How thick would a standard copper cable have to be to transmit several gigawatts without melting? A meter thick? More? A cable that thick would be too heavy to be supported up to stratospheric height by balloon.
I have read Rocheworld, Dr. Robert Forward. Had a two stage sail to decelerate. That is not necessary, A magnetic sail, such as Mini Magnetosphereic propulsion, could act as a parachute to slow into orbit around the destination star. This should reduce the required range of the laser and reduce the mass of the spacecraft.
From tens of thousands of km/s? Let's say you are going at 20,000 km/s and decelerate at a constant 4 g's.
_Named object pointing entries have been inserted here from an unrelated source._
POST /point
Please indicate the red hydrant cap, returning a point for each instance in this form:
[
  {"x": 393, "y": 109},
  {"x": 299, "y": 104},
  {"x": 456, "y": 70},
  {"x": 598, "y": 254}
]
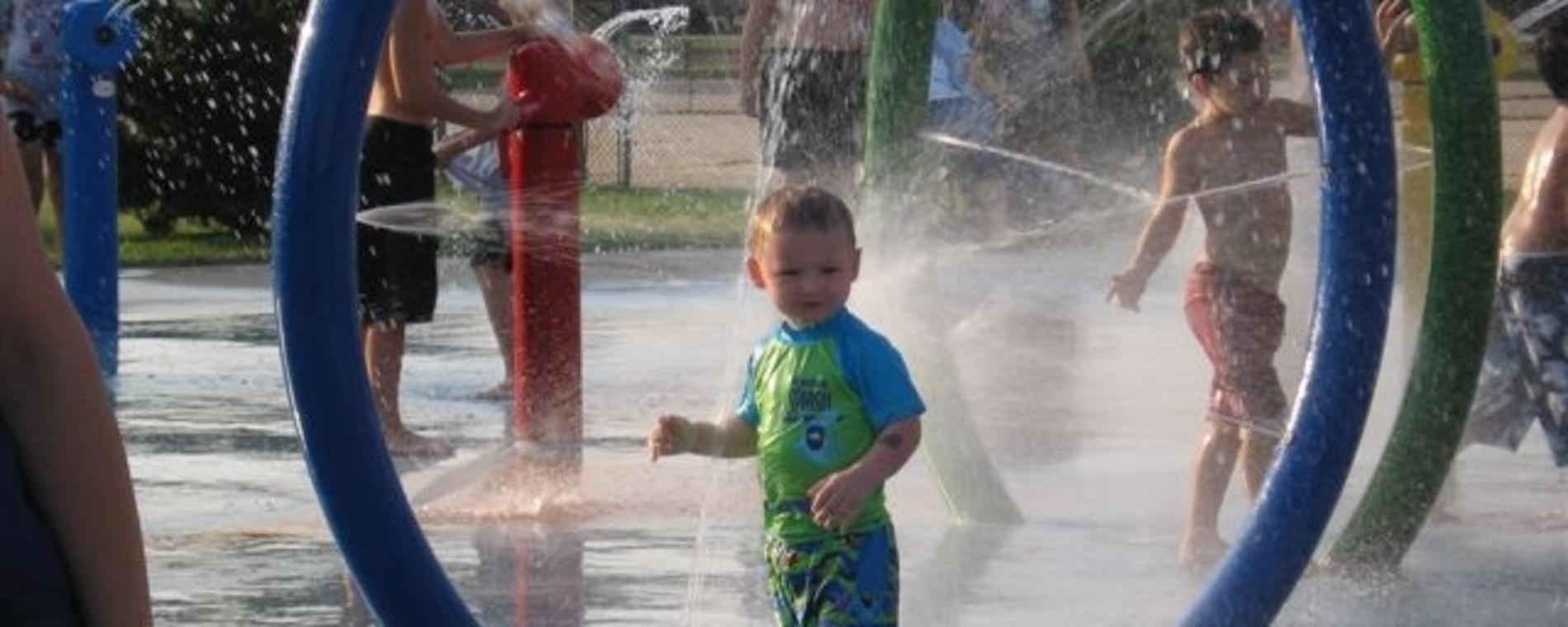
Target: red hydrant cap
[{"x": 564, "y": 80}]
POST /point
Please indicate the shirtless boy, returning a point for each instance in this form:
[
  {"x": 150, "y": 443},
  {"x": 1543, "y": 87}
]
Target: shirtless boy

It will take about five billion km to come to a stop, and I don't much like the crew's chances of enduring higher acceleration than that for several days on end (three days at 4 g's). Stellar magnetospheres for a Sol-like or smaller star are kind of weak till you get within a few billion km, and by the time you get close enough that there's much to brake against, you are close enough that you'd have to use bone-crunching deceleration to stop. You're going to have to brake more slowly, and do it against the interstellar medium for a few weeks before arrival.
Also there were several chemically fueled Landers with propellant in the payload to Rocheworld. The point is that mass can be reduced.
You can probably lighten the landers by using a different propulsion method on them, but you really do want to retain the capacity for several landings, since you spend all the time and effort to reach the target solar system. For example, all of the larger-than-Luna-sized bodies that were landed upon in
Rocheworld had atmospheres denser than Mars, so some aerobraking could have been used and saved 70-80% of the descent fuel.
On the other hand, we ARE talking about a closed-loop ecosystem, with complete food production included, to support twenty humans, so there are limits to how small we can make the core starship. Maybe half the mass of Dr. Forward's ship?
It is also not necessary to reach 20% of the speed of light. 5% c will make the trip to Rigil Kentaurus, in under a Century. 10% light speed would allow travel to any of the 25 closest stars (other than the sun) in under 120 years.
If we are not using any hibernation or other human-lifespan-extending methods, then if you want the crew that arrives to be the same crew that departs from Earth (instead of their grandkids, who may not have the equivalent quality of training from their parents that can be had from NASA, MIT, etc., and who more importantly will have no personal reference points for living outside of their starship), and you want them to not be geriatric when they do, then the reasonable limit on travel time is about fifty years of shipboard time.